Imagine ter de lidar com instabilidade nas suas relações interpessoais, mudanças bruscas e intensas de humor, assim como comportamentos impulsivos e autodestrutivos. Para uma pessoa com perturbação borderline (ou estado-limite) da personalidade, lidar com estes desafios é uma realidade.

Falamos em perturbação da personalidade quando existe um padrão persistente e rígido do funcionamento psicológico e comportamental, que se desvia acentuadamente do funcionamento esperado, e que provoca sofrimento na pessoa e/ou nos outros. Existem várias perturbações da personalidade, mas hoje queríamos partilhar um pouco mais sobre a perturbação borderline da personalidade, a qual descreve um padrão de grande instabilidade nas relações interpessoais, autoimagem (forma como a pessoa se vê a si própria e sua identidade), emoções e impulsividade acentuada, presente em vários contextos.

É uma das perturbações da personalidade mais diagnosticadas e estima-se que afete cerca de 1,6% da população geral, embora possa estar presente numa maior percentagem, pelo facto de existir uma grande sobreposição de sintomas com outras perturbações (como a ansiedade, depressão, perturbação bipolar), que dificultam o diagnóstico. Por sua vez, acresce que a pessoa que tem este registo de funcionamento nem sempre tem noção crítica sobre as suas reais características para solicitar ajuda terapêutica.

Este padrão leva a que os indivíduos se relacionem com as pessoas à sua volta de uma forma muito intensa. A imagem que têm dos outros altera rapidamente, podendo num momento ter uma imagem idealizada e perfeita de alguém, e, num momento seguinte, mostrar muita zanga e desvalorização face a essa mesma pessoa. Esta instabilidade, juntamente com a forte dependência que desenvolvem, torna-os muito sensíveis ao abandono e, por isso, tendem a ter comportamentos desesperados para o evitar, reagindo de forma intensa ao distanciamento relacional. O facto de exigirem bastante atenção das pessoas com quem se relacionam leva, por vezes, a que estas acabem por se sentir sufocadas, aumentando a probabilidade do tão temido abandono.

A grande instabilidade da própria identidade leva também a objetivos, valores e aspirações profissionais inconstantes, bem como alimenta também sentimentos crónicos de vazio e desvalorização, que, muitas vezes, caracterizam a perturbação. Tendem a ter comportamentos impulsivos em áreas potencialmente autodestrutivas (por exemplo, gastos, sexo, drogas), assim como comportamentos de automutilação (cortes ou queimaduras), ou comportamentos e ameaças suicidas.

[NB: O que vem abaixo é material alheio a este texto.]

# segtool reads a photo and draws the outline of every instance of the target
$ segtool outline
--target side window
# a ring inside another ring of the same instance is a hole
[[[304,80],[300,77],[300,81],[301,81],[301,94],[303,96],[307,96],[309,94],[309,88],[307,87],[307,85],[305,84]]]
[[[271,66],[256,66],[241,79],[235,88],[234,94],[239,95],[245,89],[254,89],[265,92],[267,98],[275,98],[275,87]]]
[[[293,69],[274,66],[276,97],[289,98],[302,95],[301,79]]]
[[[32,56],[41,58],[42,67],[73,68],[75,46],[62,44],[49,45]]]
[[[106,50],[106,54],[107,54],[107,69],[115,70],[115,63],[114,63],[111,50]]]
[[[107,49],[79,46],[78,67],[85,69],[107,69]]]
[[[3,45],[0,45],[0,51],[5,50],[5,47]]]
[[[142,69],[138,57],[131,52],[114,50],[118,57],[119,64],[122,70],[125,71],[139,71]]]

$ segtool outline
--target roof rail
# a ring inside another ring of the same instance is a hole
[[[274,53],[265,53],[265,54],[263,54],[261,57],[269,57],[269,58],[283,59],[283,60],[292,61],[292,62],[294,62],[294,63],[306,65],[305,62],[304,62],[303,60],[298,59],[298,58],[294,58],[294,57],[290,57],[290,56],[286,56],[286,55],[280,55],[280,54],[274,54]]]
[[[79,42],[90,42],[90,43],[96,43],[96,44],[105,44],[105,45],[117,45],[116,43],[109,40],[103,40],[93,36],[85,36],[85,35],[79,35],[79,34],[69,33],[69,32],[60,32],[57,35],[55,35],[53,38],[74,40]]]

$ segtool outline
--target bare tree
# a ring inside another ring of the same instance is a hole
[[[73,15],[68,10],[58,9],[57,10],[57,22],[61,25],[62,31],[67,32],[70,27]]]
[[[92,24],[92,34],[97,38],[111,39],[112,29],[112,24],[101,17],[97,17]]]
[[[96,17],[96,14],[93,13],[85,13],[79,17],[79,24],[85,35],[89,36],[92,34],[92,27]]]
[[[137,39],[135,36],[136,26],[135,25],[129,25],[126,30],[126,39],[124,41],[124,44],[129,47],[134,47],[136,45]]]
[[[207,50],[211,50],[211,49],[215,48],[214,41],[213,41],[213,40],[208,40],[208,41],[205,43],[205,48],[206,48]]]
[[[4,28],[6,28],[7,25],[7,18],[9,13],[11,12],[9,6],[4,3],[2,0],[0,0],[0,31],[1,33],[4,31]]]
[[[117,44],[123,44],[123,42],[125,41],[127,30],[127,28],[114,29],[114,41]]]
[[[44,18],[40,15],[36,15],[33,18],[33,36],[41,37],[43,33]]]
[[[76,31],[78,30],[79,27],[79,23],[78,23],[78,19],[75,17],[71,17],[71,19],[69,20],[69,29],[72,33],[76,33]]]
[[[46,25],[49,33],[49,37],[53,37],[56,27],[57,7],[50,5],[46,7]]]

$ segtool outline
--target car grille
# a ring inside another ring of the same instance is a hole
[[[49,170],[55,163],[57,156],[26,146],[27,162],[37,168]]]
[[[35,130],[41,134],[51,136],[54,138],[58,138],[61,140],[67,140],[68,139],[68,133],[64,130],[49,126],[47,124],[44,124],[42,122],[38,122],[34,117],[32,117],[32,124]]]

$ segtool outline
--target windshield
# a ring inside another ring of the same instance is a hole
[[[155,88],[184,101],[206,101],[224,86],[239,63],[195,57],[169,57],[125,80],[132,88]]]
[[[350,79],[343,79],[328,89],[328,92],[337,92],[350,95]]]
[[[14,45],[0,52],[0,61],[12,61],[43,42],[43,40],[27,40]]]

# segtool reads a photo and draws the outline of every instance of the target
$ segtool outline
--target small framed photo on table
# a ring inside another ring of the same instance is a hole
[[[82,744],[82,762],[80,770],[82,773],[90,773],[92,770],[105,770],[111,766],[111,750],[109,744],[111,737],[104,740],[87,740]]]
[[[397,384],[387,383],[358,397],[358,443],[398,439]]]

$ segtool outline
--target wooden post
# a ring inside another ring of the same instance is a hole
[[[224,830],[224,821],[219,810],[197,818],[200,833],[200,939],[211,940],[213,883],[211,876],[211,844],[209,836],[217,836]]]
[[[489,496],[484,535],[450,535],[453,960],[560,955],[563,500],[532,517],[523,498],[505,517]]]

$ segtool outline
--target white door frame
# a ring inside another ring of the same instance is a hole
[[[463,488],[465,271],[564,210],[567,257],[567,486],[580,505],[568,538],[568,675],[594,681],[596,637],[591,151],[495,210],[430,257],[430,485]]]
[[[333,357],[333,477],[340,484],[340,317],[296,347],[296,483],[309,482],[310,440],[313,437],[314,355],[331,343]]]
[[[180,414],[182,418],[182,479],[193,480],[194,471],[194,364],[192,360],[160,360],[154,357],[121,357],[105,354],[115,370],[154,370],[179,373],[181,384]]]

Emocionalmente, apresentam alterações acentuadas de humor, reações emocionais intensas e dificuldade em se regular. Fruto do tumulto emocional interno, acabam por ter dificuldade em controlar a raiva, provocando explosões e conflitos constantes nas relações. Em momentos de extrema intensidade emocional, podem ter episódios dissociativos.

Para além de se saber que existem fatores genéticos que aumentam a sua probabilidade de ocorrência, o conhecimento científico avança também que experiências traumáticas de abuso ou negligencia na infância, assim como uma inconsistência e psicopatologia parental são comuns na perturbação.

Acredita-se que afeta de forma muito predominante o sexo feminino (cerca de 75% dos casos diagnosticados), mas tem-se vindo a compreender que pode afetar o sexo masculino mais do que pensado inicialmente. Esta perceção poderia estar associada ao facto de que as mulheres tendem a procurar mais ajuda profissional que os homens e também porque a raiva (frequente neste padrão de funcionamento) nos homens tende a ser mais socialmente aceite do que nas mulheres.

Apesar de ser uma perturbação que pressupõe desafios acentuados e prolongados, a maioria dos indivíduos que preenchem os critérios de diagnóstico consegue alcançar estabilidade profissional e relacional entre os 30 e 50 anos, surgindo a intervenção psicológica como uma solução eficaz para reduzir os sintomas associados (por exemplo, terapia cognitivo-comportamental, terapia focada nos esquemas).
Se se identifica com o funcionamento e dificuldades descritas, não hesite em pedir ajuda profissional. Não está sozinho e pode contar com um psicólogo para o ajudar.